[Back to things we care about] Stewart: ‘ … find some bad values people and give them a shot’
September 25th, 2008 by Dave Studinski
Satirical wizards Jon Stewart and Stephen Colbert grace the cover of this week’s Entertainment Weekly. Below: Their thoughts on today’s news biz.
ENTERTAINMENT WEEKLY: You guys regularly make a mockery of the 24-hour news networks. Do you see anything good about the format?
JON STEWART: It’s Muzak now. You ever walk into a clothing store in New York City and they’re not playing music? And you go, ”What’s going on here? Did a virus hit? This doesn’t seem right.” Twenty-four-hour news now is this weird companion to my life.

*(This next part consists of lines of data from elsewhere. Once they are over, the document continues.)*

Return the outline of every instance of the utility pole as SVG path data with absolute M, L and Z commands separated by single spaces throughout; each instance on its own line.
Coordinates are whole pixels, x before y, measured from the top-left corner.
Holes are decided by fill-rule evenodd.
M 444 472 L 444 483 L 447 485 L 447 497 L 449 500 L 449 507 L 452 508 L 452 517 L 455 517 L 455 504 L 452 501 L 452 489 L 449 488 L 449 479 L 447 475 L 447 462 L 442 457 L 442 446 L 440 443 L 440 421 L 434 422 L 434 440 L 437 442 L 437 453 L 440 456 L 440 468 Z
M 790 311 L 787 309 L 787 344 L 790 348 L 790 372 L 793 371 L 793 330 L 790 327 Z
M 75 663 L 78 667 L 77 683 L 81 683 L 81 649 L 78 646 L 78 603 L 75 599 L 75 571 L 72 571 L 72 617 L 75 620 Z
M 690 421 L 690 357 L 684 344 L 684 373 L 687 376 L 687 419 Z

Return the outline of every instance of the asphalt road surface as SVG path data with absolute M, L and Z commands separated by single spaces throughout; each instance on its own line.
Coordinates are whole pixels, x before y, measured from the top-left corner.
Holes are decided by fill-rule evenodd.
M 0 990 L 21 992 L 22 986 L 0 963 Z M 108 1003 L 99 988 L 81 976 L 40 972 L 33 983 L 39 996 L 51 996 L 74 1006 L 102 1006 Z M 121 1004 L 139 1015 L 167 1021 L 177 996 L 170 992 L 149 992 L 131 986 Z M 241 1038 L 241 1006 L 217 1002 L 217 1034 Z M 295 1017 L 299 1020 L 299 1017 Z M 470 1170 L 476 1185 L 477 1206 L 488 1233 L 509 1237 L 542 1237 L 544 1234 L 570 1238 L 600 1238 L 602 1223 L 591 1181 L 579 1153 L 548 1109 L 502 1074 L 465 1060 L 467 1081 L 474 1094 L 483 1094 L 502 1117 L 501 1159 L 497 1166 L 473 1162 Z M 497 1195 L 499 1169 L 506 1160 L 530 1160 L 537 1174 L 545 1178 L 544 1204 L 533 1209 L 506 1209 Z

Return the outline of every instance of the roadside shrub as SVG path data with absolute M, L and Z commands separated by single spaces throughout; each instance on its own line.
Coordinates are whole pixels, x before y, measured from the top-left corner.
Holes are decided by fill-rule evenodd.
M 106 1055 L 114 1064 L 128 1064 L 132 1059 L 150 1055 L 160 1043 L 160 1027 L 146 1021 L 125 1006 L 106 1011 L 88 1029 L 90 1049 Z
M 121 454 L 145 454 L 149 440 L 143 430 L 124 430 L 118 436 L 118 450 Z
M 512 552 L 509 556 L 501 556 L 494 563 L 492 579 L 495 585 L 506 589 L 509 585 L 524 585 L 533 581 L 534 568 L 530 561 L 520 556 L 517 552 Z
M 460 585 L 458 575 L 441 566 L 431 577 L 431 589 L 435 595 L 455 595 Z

STEPHEN COLBERT: There’s not more news now than there was when we were kids. There’s the same amount from when it was just Cronkite. And the easiest way to fill it is to have someone’s opinion on it. Then you have an opposite opinion, and then you have a mishmash of fact and opinion, and you leave it the least informed you can possibly be.
STEWART: We’ve got three financial networks on all day. The bottom falls out of the credit market, and they were all running around. On CNBC I saw a guy talking to eight people in [eight different onscreen] boxes, and they were all like, ”I don’t know!” It’d be like if Hurricane Ike hit, and you put on the Weather Channel, and they were yelling, ”I don’t know what the f— is going on! I’m getting wet and it’s windy and I don’t know why and it’s making me sad! Maybe the president could come down and put up some sort of windscreen?” By being on 24 hours a day, you begin to not be able to tell what’s salient anymore.For years, studies have come out saying that many young people get their news from late-night comedy, and Jon has always pooh-poohed this idea. But your shows are some of the only ones out there actually digging into archival video to prove when politicians are lying or contradicting themselves. You might not want the responsibility, but haven’t you been given it by default?
COLBERT: I don’t know if responsibility is the right word.
STEWART: It’s more that we’re an emotional show, not a political show. I don’t know if you’ve ever spent time in s—hole bars in New Jersey with old people yelling at the TV, but that’s what it is. It’s a guy going, ”I never said that,” and in the back of the room Elbow Eddie looks up from his Pall Malls and his Budweiser and goes, ”That’s f—in’ bulls—! I heard you say it two days ago!” That’s all that is. It’s not a journalistic gotcha, it’s just anger. It’s easy when you’re participating in the discussion to forget that people are watching and taping. Typically, politicians make you go back six months. But now…
COLBERT: I’ve got one for you. McCain said, ”The fundamentals of our economy are strong” and ”Our economy is at risk.” One was at 9 a.m., the other was 11 a.m. Our joke was ”You can be strong and at risk, too. Like, a muscleman who wouldn’t wear a condom. What’s the worst that could happen?”